Some who join the community bring back-alley practices that truly threaten further adoption by legitimate users who must trust the system before they will expose themselves and their businesses further. If the open model can't ensure security -- and piling on endless box-based devices is surely not the answer -- then a fundamental fork in the road will appear, and many who could build on the public Net may to bypass it with their own private networks. And that will limit the benefits to all users.

Monday, June 06, 2005

Does Technology Make Us Happy?

Thanks to the several people who commented on my first posting this year (I am still trying to retrieve my archive, sorry). I agree with mostly with 'ric' but I want to discuss this in a social context.

Technologists, businesspeople, and most politicians assume so, celebrating its ability to improve our persons, experiences, and material circumstances. And ordinary human behavior seems to answer the question: if technology doesn’t make us happy, why do we spend so much time, effort and money developing and buying all the stuff? I get a lot of this at work ...

But the answer is not so simple, as James Surowiecki explains in “Technology and Happiness.” People are irrational about what will promote their well-being, and they arena’t very good at anticipating their future preferences. Considering how many decisions about choosing new technologies are based on little (or even erroneous) information, perhaps we sometimes get stuck with technologies that don’t make us happy.

The social sciences have been nearly silent on the subject and more frequently economists have turned their attention to the question of the complex relationship between wealth and happiness. Some of their insights can also be usefully applied to technology.

Despite the fantastic increase in the prosperity since the 40's, most people are no happier today than they were in then (check Google for 'happiness surveys'). Indeed, according to social scientists, the numbers of Americans who say they are “very happy” has actually fallen since the 1970s, even while the average income of someone born in 1940 has increased 116 percent. I live in Basel, Switzerland, and it seems to be the same here.

It turns out that when everyone’s income swells, people’s subjective sense of what they minimally require to be happy inflates, too.

Cognitive psychologists call this “hedonic adaptation”, a term I picked up at CMU — and it works for technology as well. We become desensitized to our good fortune. When international telephone calls, jet travel, or wireless broadband while I'm sick at home first appeared, they were wonderful things that seem to clearly make our lives better, but as their price fell and they became commonly available, they quickly seemed quotidian. In no time at all, we were irritated when they did not work perfectly.

So are we happier for new technologies? In one sense, you betcha! In another sense, notta. Happiness economists have shown that there is a kind of decreasing return to increasing income. Except for the very wealthy (the Forbes 400 consistently report that they are very cheerful indeed), people who strive ardently to become richer don’t report any significant increase in well-being. Some happiness economists suggest that 'inconspicuous consumption — that is, investment in health, family, or your community — tends to have a better return in happiness than buying bigger cars or a chalet in the mountains.

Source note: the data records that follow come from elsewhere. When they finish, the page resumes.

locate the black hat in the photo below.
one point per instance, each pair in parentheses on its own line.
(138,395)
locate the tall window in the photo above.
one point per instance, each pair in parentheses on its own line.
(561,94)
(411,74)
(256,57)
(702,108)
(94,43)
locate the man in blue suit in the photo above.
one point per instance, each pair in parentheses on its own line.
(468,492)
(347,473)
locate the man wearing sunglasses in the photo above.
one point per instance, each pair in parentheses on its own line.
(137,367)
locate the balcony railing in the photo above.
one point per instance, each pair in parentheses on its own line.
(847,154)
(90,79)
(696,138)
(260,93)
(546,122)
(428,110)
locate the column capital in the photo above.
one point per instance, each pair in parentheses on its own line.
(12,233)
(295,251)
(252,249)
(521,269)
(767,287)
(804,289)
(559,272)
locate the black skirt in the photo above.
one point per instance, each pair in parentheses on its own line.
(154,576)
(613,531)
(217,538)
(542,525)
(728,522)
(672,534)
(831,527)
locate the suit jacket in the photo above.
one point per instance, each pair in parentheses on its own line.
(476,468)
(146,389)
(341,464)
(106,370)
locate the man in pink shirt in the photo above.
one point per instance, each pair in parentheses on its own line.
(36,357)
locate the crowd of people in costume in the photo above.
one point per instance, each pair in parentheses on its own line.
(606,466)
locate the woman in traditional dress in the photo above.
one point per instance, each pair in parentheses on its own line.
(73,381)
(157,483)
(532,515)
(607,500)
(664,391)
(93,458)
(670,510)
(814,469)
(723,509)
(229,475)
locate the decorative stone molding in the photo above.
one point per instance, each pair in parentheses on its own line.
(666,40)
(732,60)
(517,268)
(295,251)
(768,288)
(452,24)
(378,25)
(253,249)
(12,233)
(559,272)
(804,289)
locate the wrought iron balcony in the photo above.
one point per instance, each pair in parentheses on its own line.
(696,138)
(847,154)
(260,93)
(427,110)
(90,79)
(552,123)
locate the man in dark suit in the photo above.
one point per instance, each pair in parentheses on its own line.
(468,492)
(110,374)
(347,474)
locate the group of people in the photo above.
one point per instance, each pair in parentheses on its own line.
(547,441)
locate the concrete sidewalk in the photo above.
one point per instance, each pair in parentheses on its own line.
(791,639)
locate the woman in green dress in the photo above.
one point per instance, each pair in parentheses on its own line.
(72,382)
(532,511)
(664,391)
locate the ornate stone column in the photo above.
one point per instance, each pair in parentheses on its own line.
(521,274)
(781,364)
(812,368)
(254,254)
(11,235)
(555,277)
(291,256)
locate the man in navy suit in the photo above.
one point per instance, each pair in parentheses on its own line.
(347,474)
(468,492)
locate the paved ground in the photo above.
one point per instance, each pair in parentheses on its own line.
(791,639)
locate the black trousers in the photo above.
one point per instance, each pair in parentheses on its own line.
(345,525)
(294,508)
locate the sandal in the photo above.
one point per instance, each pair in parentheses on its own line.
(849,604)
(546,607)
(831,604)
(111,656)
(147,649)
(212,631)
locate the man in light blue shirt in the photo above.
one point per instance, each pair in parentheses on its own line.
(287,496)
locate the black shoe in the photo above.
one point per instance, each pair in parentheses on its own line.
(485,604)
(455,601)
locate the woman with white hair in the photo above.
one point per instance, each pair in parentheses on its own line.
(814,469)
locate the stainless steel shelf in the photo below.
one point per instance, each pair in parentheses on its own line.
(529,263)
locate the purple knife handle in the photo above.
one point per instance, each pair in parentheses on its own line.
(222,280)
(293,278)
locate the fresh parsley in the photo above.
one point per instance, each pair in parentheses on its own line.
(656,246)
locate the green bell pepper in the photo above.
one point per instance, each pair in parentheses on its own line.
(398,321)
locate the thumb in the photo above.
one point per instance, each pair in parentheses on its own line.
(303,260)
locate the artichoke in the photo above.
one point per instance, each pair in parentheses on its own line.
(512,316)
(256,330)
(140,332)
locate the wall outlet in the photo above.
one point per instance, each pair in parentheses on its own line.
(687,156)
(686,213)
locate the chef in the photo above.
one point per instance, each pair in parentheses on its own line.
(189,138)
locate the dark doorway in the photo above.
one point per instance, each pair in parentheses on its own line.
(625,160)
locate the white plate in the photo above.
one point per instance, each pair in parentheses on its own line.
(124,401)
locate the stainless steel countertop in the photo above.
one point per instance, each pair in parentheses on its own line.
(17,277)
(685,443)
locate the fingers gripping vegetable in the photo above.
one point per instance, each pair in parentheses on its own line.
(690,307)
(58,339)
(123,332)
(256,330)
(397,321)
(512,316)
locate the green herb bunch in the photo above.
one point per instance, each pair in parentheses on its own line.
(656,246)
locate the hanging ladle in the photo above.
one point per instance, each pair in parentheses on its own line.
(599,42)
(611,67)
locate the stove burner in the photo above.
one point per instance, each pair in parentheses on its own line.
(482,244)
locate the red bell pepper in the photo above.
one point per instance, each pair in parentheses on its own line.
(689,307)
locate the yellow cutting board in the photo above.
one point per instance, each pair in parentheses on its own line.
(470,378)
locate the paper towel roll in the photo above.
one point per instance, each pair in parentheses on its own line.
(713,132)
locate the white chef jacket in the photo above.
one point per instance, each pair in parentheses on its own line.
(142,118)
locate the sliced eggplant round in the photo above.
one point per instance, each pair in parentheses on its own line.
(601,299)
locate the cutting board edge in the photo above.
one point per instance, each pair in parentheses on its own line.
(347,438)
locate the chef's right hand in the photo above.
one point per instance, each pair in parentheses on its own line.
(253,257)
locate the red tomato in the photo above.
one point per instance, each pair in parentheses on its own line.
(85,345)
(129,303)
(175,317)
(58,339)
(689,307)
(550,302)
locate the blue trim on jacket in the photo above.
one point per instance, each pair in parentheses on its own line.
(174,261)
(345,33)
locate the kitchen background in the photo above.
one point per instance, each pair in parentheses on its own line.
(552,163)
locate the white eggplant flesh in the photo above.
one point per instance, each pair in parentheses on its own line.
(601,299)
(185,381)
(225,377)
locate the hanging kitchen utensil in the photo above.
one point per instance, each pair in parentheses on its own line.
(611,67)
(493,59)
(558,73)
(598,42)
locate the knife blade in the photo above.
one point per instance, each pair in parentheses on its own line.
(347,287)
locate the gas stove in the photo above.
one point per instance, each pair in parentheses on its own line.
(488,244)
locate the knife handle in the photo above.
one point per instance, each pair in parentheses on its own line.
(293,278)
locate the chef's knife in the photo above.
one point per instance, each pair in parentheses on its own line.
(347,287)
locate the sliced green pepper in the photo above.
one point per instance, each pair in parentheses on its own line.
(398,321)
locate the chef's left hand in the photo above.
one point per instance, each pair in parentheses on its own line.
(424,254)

It is the same with new technologies. Purchasing lots of the latest gadgets is unsatisfying: you know that in a few months there will be new, improved versions of the things. Ask my girlfriend, Nadine, about her 'maximizer' boyfriend.

But some technology consumption is less conspicuous. Internet technologies like search or social networking are informational and affective networks that expand our knowledge and relationships. They’re the better buy.